Die Namen Sputnik, Explorer, Apollo sind uns bekannt, und Alexander Gerst aus Künzelsau blieb mit 362 Tagen bisher als längster Deutscher im All.

Aber was hat die Menschheit davon – welcher positive Nutzen wird daraus erzielt?

Die Erkundung des Mondes, der Planeten, der Asteroiden und damit die Optimierung der Technik; so erforscht die DLR Erde, Sonnensystem und stellt Wissen zur Erhaltung der Umwelt zur Verfügung. 

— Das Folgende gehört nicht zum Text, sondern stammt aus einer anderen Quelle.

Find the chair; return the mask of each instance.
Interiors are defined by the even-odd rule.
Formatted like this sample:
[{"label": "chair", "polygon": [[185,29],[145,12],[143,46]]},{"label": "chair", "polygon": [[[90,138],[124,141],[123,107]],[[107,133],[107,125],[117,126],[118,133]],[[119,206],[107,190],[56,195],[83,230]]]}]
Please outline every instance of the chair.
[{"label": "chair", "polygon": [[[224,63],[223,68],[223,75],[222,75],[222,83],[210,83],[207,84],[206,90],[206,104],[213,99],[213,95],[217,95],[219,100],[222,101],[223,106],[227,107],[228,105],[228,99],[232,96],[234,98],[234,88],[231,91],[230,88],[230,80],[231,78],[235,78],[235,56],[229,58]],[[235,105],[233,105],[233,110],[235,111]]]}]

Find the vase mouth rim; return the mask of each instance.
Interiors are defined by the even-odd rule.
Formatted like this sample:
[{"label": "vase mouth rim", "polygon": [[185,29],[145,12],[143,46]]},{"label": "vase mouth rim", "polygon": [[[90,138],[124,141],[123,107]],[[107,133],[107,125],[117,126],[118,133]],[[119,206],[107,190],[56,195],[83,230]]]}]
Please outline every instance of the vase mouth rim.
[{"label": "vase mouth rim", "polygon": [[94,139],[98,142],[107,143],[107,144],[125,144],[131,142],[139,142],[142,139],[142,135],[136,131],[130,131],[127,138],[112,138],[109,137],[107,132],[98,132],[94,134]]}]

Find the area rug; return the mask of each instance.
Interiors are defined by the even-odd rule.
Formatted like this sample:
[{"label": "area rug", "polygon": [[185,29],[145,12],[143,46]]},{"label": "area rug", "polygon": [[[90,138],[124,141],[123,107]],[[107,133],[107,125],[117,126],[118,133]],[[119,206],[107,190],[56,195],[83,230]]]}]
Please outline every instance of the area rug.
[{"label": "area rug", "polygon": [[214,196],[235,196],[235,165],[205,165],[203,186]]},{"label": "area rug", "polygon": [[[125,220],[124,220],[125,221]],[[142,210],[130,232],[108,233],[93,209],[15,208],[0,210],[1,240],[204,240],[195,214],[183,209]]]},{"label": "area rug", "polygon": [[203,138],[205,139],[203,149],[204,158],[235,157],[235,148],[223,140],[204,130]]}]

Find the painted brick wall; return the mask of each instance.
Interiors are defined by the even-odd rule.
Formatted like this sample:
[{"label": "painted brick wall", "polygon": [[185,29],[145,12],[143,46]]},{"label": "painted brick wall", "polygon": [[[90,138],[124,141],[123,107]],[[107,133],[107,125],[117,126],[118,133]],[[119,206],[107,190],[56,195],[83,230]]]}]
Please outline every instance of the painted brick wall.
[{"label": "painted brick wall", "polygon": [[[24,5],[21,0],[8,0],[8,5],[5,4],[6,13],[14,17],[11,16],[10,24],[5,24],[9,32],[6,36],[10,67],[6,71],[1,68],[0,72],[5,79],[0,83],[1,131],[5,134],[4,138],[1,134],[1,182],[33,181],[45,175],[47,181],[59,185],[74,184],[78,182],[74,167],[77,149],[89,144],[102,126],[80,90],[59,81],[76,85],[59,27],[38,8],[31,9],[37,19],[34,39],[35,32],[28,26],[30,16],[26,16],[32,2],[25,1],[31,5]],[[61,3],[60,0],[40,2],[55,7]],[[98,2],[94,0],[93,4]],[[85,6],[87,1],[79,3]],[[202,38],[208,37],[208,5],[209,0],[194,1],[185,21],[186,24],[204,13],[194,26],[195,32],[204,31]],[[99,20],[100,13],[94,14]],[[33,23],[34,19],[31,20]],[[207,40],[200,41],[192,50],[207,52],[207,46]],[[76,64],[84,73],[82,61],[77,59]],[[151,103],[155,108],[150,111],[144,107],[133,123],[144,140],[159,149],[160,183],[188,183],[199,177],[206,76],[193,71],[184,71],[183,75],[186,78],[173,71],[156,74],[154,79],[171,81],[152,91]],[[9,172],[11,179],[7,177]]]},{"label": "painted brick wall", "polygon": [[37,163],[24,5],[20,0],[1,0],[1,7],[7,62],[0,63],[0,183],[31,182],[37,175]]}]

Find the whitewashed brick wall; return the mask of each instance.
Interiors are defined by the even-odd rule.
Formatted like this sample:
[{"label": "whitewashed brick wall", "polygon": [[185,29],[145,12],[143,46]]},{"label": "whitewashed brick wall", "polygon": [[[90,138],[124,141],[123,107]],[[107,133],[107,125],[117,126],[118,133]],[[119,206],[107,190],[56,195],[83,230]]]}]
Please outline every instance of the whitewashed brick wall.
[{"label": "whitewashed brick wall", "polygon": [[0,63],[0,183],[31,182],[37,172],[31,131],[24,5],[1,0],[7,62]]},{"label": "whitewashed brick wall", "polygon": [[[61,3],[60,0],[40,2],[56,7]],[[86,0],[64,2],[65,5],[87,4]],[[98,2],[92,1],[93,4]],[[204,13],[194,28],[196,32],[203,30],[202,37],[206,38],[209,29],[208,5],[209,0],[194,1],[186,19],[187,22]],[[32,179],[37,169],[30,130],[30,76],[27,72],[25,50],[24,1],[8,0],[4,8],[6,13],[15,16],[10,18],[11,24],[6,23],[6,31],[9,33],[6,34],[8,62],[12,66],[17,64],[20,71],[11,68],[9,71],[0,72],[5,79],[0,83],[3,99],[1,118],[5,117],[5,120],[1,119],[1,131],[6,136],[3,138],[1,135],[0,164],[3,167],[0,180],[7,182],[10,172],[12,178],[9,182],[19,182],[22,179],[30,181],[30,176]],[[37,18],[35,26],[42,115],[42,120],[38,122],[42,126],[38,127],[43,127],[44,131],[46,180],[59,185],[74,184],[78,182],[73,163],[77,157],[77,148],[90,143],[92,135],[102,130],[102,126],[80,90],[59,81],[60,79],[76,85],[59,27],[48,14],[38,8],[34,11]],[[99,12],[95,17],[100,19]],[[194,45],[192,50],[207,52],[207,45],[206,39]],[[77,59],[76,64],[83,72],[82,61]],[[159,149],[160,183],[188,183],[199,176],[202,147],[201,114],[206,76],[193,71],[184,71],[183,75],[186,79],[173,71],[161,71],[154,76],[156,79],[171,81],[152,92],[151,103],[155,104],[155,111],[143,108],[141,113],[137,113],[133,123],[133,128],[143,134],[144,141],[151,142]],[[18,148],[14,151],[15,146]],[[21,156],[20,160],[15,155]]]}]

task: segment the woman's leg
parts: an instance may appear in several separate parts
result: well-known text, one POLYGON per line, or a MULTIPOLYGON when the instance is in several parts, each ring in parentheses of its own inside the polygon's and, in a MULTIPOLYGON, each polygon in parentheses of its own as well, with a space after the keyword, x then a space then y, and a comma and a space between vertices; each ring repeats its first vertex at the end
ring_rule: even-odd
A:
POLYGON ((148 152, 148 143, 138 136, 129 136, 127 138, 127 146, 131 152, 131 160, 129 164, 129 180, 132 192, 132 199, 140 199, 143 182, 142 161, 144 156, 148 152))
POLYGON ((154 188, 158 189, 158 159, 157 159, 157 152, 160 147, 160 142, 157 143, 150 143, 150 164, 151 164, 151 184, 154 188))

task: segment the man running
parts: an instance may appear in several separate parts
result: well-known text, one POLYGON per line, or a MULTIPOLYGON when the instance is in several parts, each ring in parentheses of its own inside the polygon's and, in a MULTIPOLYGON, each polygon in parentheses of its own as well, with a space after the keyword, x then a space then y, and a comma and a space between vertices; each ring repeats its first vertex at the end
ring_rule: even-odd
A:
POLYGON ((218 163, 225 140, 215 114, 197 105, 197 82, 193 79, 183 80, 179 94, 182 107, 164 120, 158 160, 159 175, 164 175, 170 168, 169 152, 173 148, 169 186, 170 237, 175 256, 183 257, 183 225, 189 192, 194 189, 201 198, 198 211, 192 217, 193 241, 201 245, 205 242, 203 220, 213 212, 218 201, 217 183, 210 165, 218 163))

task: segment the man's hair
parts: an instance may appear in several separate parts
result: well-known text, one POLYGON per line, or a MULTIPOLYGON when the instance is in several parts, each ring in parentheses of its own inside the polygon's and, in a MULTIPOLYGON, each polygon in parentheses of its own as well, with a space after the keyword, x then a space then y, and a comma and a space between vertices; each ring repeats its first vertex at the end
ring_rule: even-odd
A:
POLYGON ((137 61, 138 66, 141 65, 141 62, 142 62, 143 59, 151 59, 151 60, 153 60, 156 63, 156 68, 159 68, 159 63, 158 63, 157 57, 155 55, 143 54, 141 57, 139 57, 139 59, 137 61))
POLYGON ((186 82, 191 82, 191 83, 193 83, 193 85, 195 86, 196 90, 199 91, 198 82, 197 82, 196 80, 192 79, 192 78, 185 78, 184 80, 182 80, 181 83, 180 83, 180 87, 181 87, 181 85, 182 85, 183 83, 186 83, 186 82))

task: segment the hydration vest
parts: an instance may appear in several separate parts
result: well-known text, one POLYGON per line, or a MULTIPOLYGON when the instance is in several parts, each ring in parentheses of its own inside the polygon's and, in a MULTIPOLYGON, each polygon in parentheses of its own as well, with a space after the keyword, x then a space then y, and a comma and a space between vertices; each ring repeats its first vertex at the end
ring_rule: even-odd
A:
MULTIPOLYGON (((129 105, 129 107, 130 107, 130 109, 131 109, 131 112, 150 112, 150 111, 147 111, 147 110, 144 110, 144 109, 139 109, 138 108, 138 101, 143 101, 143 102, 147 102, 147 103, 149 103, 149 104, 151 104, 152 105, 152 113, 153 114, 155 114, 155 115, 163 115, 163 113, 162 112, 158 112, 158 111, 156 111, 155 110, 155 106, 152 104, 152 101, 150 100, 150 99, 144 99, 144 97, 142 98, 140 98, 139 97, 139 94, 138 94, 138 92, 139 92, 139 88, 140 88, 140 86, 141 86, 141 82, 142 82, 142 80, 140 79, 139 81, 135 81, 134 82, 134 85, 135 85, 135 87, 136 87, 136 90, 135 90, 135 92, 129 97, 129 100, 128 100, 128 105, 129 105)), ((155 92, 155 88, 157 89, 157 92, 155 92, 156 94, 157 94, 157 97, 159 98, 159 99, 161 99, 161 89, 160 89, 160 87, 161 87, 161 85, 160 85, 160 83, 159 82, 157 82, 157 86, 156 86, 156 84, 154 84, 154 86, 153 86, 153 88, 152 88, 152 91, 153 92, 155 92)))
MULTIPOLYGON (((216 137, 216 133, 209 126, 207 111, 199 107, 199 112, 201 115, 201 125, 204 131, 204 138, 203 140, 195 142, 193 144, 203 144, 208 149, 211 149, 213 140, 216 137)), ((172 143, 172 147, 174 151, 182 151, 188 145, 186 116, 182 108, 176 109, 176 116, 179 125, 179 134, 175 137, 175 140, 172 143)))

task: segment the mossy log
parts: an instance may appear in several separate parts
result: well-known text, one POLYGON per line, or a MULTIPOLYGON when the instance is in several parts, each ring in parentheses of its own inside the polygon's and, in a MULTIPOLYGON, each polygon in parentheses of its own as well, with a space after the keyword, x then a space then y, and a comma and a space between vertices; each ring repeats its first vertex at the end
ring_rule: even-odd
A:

Denn es gibt große Probleme zu lösen: Weltraumschrott zu erkennen und abzufangen, Kollisionsrisiken mit anderen Satelliten, Interferenzen erzeugt durch die vielen Satelliten. Die Forschung zur Erkennung und Vorwarnung von Sonneneruptionen und Sonnenstürmen soll die Infrastruktur im Weltraum und das Leben auf der Erde schützen.

So soll ab Februar 2022 die neue Weltraumwettermission der ESA, genannt ESA Vigil diese Aufgabe übernehmen.

Wichtig war zu erfahren, wohin die Zukunft geht? Hier zeigte Oliver Durst viele Visionen auf, die uns noch unmöglich erscheinen und nach oben offen sind.

Rohstoffe auf dem Mond und auf den 9000 erdnahen Asteroiden. Somit sind Marsmission, Space Mining und Weltraumtourismus als kommerzielle Raumfahrt große Ziele.